Huang did not immediately respond to a request for comment.

Love has 20 days to file an amended complaint, but the judge found little evidence that Love explained to Kaiser her "specific concerns" about how the lack of a restraining order could create a dangerous environment for staff and patients.

"While Love alleges that her complaints 'related to unsafe conditions and patient safety,' she provides no facts to support this assertion," the seven-page order states. "Without more than conclusory statements, Love's factual allegations are inadequately pleaded."

In its motion to dismiss, Kaiser insisted that Love's wrongful termination claim is "fatally flawed." It also said Love had not taken "advantage of administrative remedies," nor had she tried to overturn the disciplinary decision before filing suit.

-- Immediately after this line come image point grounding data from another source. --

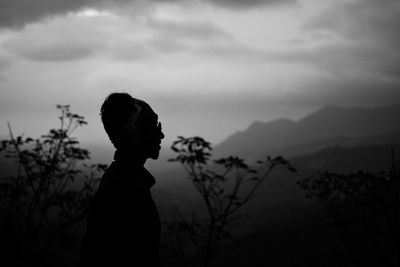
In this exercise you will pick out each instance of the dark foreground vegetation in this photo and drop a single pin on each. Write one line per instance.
(354, 219)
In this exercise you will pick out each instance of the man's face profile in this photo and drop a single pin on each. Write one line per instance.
(143, 133)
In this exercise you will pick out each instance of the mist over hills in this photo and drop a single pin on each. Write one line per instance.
(328, 126)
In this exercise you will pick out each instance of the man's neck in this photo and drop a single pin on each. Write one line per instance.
(130, 157)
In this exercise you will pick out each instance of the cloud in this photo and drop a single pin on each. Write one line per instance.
(244, 4)
(366, 38)
(17, 14)
(63, 40)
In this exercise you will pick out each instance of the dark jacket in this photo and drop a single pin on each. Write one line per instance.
(123, 225)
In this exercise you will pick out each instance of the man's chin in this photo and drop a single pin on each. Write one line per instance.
(154, 155)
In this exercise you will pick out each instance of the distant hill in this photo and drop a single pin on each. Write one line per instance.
(328, 126)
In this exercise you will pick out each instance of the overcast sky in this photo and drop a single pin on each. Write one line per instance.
(208, 67)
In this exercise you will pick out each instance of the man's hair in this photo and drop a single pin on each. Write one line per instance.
(115, 112)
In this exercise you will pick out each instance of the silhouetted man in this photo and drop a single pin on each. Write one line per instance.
(123, 226)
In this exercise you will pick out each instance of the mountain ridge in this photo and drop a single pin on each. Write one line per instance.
(328, 122)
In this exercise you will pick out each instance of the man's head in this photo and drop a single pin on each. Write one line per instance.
(132, 125)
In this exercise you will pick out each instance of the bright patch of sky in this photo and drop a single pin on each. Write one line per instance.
(210, 68)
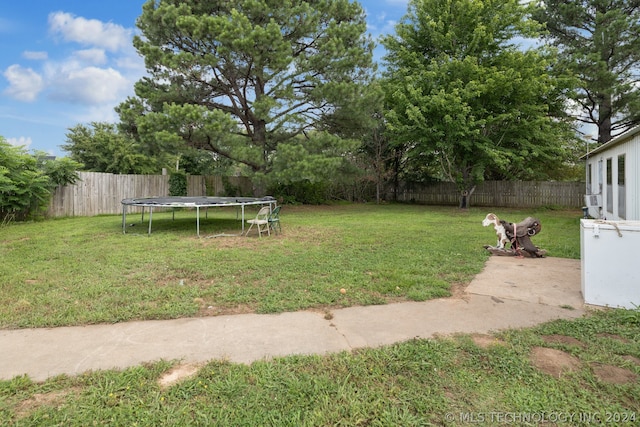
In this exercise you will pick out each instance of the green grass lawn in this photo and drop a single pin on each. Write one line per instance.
(85, 270)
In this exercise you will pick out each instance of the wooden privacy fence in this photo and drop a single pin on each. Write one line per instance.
(514, 194)
(98, 193)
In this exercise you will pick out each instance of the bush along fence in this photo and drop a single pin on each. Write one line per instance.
(510, 194)
(98, 193)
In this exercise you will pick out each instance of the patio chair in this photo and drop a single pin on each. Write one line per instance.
(274, 220)
(261, 221)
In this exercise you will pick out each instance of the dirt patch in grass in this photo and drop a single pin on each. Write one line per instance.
(613, 374)
(553, 362)
(177, 374)
(486, 341)
(614, 337)
(563, 339)
(459, 290)
(632, 359)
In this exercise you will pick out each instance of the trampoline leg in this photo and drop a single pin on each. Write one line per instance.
(242, 232)
(150, 219)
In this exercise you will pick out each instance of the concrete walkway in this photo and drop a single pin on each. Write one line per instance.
(509, 293)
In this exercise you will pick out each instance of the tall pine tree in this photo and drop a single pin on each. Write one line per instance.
(599, 41)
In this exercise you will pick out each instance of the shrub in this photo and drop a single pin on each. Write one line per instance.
(27, 181)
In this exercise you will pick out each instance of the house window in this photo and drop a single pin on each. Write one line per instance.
(622, 202)
(609, 184)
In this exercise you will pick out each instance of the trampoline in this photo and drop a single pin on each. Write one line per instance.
(192, 202)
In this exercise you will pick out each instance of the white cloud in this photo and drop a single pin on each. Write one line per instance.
(91, 32)
(38, 56)
(20, 142)
(97, 113)
(89, 85)
(24, 83)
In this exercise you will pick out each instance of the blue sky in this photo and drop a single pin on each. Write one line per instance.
(66, 62)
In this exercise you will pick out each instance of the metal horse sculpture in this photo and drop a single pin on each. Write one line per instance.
(517, 236)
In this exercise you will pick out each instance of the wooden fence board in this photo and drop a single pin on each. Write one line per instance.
(101, 193)
(98, 193)
(525, 194)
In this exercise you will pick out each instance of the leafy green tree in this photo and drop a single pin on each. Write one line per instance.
(464, 97)
(259, 82)
(102, 147)
(598, 41)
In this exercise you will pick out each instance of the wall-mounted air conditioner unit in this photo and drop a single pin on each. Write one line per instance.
(593, 202)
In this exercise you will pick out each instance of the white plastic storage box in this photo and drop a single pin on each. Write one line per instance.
(610, 261)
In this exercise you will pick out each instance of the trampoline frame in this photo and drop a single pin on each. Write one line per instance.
(192, 202)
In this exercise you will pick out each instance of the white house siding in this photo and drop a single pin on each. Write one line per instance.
(629, 146)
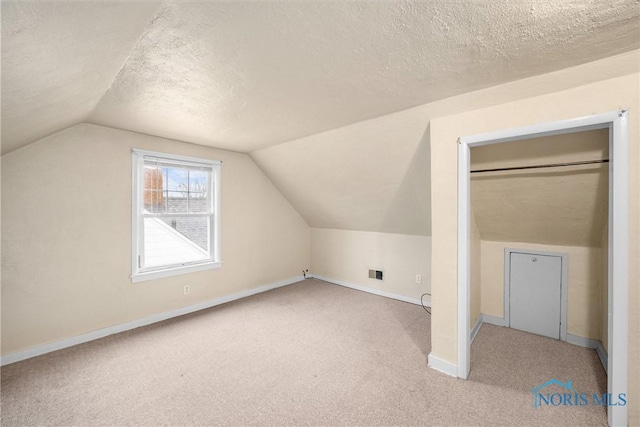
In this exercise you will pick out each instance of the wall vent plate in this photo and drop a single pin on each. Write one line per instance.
(376, 274)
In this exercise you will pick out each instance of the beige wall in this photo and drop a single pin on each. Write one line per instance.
(600, 96)
(348, 255)
(66, 236)
(475, 280)
(583, 287)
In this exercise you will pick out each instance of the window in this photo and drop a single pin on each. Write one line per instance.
(176, 204)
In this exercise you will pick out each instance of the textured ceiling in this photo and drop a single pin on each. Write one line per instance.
(247, 75)
(558, 206)
(58, 59)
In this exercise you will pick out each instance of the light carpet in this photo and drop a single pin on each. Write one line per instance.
(311, 353)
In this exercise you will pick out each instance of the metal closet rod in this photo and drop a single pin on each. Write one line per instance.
(551, 165)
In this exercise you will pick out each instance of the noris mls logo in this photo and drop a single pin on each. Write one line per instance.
(569, 397)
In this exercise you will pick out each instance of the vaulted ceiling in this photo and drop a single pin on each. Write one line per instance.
(248, 75)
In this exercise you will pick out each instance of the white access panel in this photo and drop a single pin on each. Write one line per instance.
(535, 289)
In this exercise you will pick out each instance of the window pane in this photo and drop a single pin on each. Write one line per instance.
(154, 197)
(199, 197)
(170, 241)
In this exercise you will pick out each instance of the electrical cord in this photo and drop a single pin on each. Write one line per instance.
(427, 309)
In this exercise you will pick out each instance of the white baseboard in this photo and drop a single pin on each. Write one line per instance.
(476, 328)
(604, 357)
(443, 366)
(590, 343)
(101, 333)
(493, 320)
(372, 291)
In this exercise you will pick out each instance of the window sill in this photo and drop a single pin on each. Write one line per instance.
(175, 271)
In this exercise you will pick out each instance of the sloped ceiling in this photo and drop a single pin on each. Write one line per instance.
(58, 59)
(557, 206)
(248, 75)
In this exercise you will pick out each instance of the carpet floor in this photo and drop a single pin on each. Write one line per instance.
(311, 353)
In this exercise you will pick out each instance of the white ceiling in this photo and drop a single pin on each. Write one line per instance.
(58, 59)
(247, 75)
(557, 206)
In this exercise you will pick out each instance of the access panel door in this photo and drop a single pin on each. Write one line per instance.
(535, 293)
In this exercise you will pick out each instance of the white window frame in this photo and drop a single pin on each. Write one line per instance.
(139, 274)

Judge Orrick disagreed, writing that Love's "hospital privileges were revoked and she was terminated without notice or a hearing."

"Defendants did not offer Love a hearing on her termination or inform her that she had any right to a hearing," he wrote. "While the parties disagree whether Kaiser was required to give Love a hearing, for exhaustion purposes that issue does not matter. Based on the factual allegations in the FAC [first amended complaint], Love was never afforded the process that notice and a quasi-judicial hearing would have provided. Because of that, Love was not required to obtain a writ of mandamus before instituting her tort action."

Named defendants are Kaiser Foundation Hospitals, Kaiser Foundation Health Plan, and The Permanente Medical Group.